CYN occurrence (by HPLC-MS/MS) and toxigenicity (by gene amplification) were observed in A. gracile strains isolated from Lakes Strzyżewskie and Szydłowskie, where CYN and all three of the analyzed genes had been observed in the environmental samples. Moreover, the BLAST homology search revealed that the sequence of the amplified cyrJ gene from the A. gracile culture from Lake Strzyżewskie was 99 % similar to the cyrJ gene of the toxic Aphanizomenon sp. strain 10E6 from Germany, which was described by Stüken and Jakobsen (2010). Using both morphological characteristics (Hindak 2000; Komárek 2010) and molecular approaches (Ballot et al. 2010), A. gracile and A. flos-aque are recognized as two separate species. Based on the first criteria, the studied strain from Lake Strzyżewskie was identified as A. gracile. To our knowledge, this is the first report of a cylindrospermopsin-producing strain of A. gracile in Polish lakes. Our results confirm the earlier observation of A. gracile being a major potential producer of CYN in German lakes (Rücker et al. 2007; Wiedner et al. 2008).
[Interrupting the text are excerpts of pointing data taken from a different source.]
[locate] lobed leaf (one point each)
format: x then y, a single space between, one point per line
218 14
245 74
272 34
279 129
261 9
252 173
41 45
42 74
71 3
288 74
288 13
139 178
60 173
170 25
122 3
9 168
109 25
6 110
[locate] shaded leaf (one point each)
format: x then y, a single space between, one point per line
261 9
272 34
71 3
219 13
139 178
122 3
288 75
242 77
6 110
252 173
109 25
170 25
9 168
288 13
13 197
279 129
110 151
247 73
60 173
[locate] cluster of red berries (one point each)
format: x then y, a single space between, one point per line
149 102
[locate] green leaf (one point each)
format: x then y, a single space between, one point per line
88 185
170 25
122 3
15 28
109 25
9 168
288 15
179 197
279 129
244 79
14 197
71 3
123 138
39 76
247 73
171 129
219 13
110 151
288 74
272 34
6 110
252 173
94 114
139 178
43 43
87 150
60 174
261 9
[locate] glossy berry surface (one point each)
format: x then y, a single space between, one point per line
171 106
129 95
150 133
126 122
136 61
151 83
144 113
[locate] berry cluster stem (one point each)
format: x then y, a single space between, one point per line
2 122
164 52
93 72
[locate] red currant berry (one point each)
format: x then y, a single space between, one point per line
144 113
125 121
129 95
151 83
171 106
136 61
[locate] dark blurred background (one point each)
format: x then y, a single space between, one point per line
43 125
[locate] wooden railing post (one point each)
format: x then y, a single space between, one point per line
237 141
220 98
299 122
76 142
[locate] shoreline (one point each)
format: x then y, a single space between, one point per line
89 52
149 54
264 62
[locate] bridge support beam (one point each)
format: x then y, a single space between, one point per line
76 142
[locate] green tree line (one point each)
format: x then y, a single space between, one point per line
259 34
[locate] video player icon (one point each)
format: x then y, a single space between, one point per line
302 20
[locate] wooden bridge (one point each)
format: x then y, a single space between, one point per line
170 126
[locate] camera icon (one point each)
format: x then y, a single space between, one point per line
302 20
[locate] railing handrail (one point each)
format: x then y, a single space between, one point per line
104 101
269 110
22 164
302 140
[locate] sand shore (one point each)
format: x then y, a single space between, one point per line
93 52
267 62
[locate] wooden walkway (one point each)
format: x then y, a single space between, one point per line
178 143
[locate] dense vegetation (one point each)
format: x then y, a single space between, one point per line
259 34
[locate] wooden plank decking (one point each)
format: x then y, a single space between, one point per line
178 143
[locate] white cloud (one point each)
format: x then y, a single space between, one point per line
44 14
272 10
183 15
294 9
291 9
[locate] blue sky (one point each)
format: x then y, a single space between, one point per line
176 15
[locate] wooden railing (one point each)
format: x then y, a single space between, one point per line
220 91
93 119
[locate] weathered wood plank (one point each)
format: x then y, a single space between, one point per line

The genes cyrJ and pks were detected also in the other three cultures of A. gracile, but CYN was not produced perhaps due to the regulation of the translation process. Also, changes in growing conditions, such as light intensity, may have influenced the activity of toxic genotypes (Kaebernick et al. 2000). Moreover, similarly to microcystins (Mikalsen et al. 2003), regulation of the synthesis of CYN at the level of translation may have caused the lack of toxin production despite the expression of genes participating in toxin synthesis.

In summary, the present work revealed that CYN commonly occurred in lakes of western Poland throughout the whole summer under varying environmental conditions. Amount of mineral forms of nutrients and temperature seemed to play an important role in CYN production in the investigated lakes. The observed values of particulate CYN were lower than the values reported from Australia, North America, Spain, or Italy but higher than the values observed in Germany. Molecular analysis confirmed the presence of CYN-producing cyanobacteria in the samples in which CYN was detected. Based on HPLC-MS/MS and molecular studies of the A. gracile cultures, A. gracile was found to be the major producer of CYN in the studied lakes. Further studies should be conducted to identify all the potential CYN-producing species and to understand the influence of CYN production on aquatic ecosystems. Monitoring of cylindrospermopsin and its potential producers should be undertaken since CYN constitutes a risk for humans and wildlife.